The heatwave, the fires and weather patterns are in part related to climate change, says UCLA climate scientist Daniel Swain, because warming temperatures are “with great certainty” increasing these conditions.

“This whole event started as a record-breaking heat wave … and we also know that climate change is increasing the severity and the acres burned by wildfires in California.”

What Swain finds interesting is that wildfires are not just happening in forested areas, but in communities and lowland areas.

“We're sort of in phase one of wildfire season, which is the hot, dry and kind of stagnant time of the summer,” he said. “The more dynamic part of fire season where we get these strong winds that push fires quickly all the way to the coast. That is yet to come.”

Swain is concerned that fire season could last into late October or even November, because of a record dry winter and spring in a lot of Northern California and the heatwave baking much of the entire state.

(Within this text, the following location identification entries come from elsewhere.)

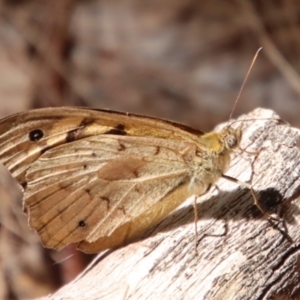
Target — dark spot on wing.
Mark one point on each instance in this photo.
(157, 150)
(81, 223)
(24, 184)
(121, 147)
(86, 122)
(36, 135)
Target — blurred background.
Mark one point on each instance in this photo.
(183, 60)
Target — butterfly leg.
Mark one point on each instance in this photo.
(196, 218)
(256, 202)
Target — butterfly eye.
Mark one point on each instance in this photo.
(231, 141)
(36, 135)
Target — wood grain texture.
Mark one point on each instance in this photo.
(240, 255)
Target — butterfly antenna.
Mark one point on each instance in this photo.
(244, 82)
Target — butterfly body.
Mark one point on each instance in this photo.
(100, 178)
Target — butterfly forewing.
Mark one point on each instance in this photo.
(101, 177)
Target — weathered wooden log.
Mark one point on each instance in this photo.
(241, 254)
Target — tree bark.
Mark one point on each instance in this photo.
(240, 253)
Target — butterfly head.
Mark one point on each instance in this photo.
(231, 137)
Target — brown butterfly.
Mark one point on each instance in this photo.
(100, 178)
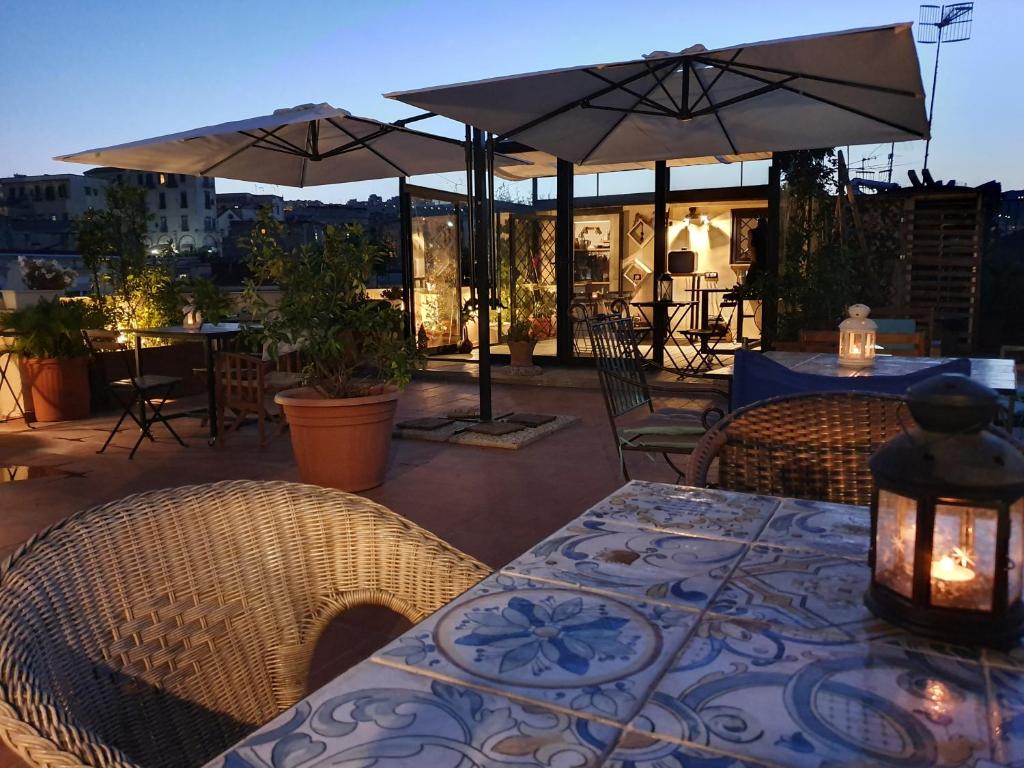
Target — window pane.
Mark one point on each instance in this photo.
(963, 557)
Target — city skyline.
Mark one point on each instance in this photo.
(246, 65)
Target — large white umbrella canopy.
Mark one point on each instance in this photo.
(300, 146)
(541, 164)
(860, 86)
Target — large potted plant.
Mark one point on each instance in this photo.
(49, 341)
(42, 279)
(354, 355)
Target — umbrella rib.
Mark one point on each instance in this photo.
(279, 144)
(577, 102)
(640, 96)
(238, 152)
(822, 99)
(711, 85)
(718, 117)
(368, 146)
(803, 76)
(355, 144)
(617, 123)
(660, 83)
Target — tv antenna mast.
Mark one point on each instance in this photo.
(938, 25)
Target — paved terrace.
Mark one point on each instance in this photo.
(491, 503)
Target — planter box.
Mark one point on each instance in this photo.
(22, 299)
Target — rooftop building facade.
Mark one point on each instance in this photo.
(183, 208)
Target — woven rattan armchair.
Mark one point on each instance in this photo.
(161, 629)
(806, 445)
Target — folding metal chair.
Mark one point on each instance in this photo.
(625, 387)
(9, 359)
(148, 392)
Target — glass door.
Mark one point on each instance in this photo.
(440, 284)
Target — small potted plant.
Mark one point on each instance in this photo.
(49, 341)
(355, 357)
(43, 279)
(203, 301)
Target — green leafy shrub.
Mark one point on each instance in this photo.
(352, 345)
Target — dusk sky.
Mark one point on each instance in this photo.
(83, 74)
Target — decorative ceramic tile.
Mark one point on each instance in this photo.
(800, 589)
(675, 569)
(1008, 715)
(679, 509)
(801, 700)
(379, 716)
(636, 750)
(879, 631)
(578, 650)
(836, 528)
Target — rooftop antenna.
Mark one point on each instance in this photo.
(938, 25)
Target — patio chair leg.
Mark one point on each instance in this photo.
(680, 473)
(622, 465)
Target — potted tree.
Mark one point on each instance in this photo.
(42, 280)
(354, 354)
(49, 341)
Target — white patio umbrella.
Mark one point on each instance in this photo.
(860, 86)
(300, 146)
(541, 164)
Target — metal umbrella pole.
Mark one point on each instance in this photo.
(481, 261)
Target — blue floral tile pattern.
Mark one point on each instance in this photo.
(834, 528)
(816, 700)
(583, 651)
(1008, 716)
(390, 718)
(679, 570)
(666, 628)
(797, 589)
(678, 509)
(636, 750)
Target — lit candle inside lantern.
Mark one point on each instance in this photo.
(947, 569)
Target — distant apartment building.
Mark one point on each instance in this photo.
(183, 208)
(37, 212)
(236, 207)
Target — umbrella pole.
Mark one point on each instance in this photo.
(481, 259)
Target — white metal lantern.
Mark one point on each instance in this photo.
(193, 317)
(856, 338)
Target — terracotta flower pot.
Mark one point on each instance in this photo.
(342, 443)
(521, 353)
(59, 387)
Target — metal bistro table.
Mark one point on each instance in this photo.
(679, 312)
(667, 627)
(996, 374)
(212, 336)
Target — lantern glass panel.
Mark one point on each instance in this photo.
(894, 546)
(857, 344)
(964, 557)
(1015, 582)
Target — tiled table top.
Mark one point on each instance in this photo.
(997, 374)
(666, 628)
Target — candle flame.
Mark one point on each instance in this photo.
(947, 569)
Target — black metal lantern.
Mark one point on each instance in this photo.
(665, 287)
(947, 519)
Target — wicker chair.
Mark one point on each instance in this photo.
(161, 629)
(812, 445)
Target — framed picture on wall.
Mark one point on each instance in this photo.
(641, 230)
(593, 236)
(743, 247)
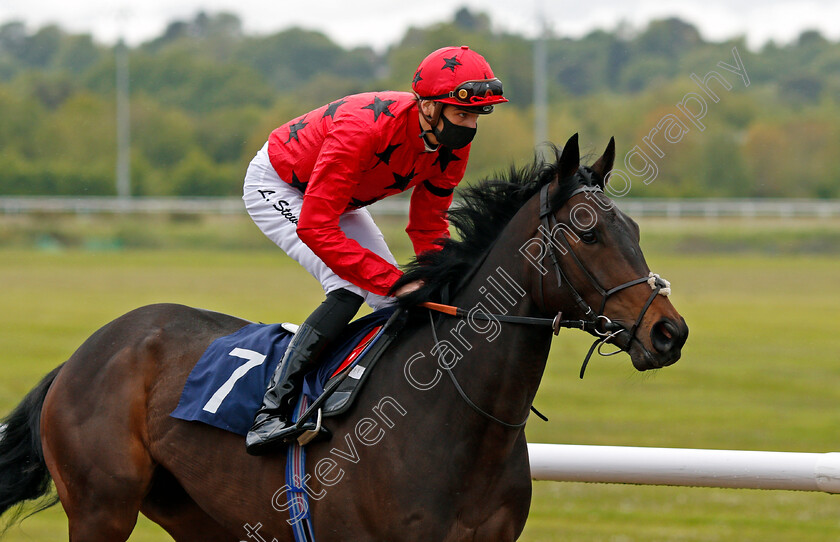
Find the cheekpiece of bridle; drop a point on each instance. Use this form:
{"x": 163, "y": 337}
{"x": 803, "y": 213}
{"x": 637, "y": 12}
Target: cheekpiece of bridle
{"x": 595, "y": 322}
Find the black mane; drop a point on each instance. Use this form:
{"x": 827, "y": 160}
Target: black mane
{"x": 484, "y": 209}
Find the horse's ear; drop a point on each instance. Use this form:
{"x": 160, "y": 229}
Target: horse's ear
{"x": 604, "y": 164}
{"x": 570, "y": 157}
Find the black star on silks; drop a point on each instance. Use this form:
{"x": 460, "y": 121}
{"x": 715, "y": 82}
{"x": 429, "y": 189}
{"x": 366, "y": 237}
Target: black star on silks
{"x": 445, "y": 156}
{"x": 401, "y": 181}
{"x": 380, "y": 107}
{"x": 333, "y": 108}
{"x": 450, "y": 63}
{"x": 295, "y": 128}
{"x": 297, "y": 184}
{"x": 359, "y": 203}
{"x": 385, "y": 156}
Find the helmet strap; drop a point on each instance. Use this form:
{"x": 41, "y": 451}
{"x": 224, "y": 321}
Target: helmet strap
{"x": 433, "y": 121}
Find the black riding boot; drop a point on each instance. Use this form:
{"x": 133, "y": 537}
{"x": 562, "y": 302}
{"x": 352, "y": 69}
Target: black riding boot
{"x": 272, "y": 425}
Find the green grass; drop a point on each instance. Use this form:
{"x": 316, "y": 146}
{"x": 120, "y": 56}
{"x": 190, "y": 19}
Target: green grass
{"x": 760, "y": 371}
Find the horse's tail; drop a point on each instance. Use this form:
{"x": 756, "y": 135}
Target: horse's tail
{"x": 23, "y": 471}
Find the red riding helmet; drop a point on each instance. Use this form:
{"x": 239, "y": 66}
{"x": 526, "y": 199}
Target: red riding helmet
{"x": 458, "y": 76}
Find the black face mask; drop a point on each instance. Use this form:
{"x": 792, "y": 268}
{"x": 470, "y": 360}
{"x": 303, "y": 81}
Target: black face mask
{"x": 452, "y": 135}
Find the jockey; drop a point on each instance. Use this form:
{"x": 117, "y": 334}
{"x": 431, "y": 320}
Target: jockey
{"x": 306, "y": 189}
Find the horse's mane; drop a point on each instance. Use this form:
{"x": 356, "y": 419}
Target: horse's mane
{"x": 484, "y": 209}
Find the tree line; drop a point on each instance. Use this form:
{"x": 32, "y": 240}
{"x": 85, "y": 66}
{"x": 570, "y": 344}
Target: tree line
{"x": 205, "y": 95}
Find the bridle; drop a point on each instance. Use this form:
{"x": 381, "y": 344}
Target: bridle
{"x": 594, "y": 322}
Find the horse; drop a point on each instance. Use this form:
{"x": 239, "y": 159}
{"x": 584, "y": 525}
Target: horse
{"x": 433, "y": 448}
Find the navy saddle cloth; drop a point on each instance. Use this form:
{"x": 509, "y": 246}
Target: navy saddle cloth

“Unfortunately in California, there's not a lot of great news in terms of the sort of medium-range seasonal outlook,” he said. “September and October both look significantly warmer than average, and most likely drier than average. So we will probably see a full extension of fire season at least through October this year.”

With all these factors, and then the pandemic, Swain says 2020 has turned into a killjoy.

“It's exhausting … it really does feel like it's one hit after another in 2020,” he said. “I am concerned about the fact that we have this ongoing heatwave, we're going to have really bad air quality throughout a lot of California now for quite some time due to the wildfire smoke and heat. I'm kind of at a loss for words.”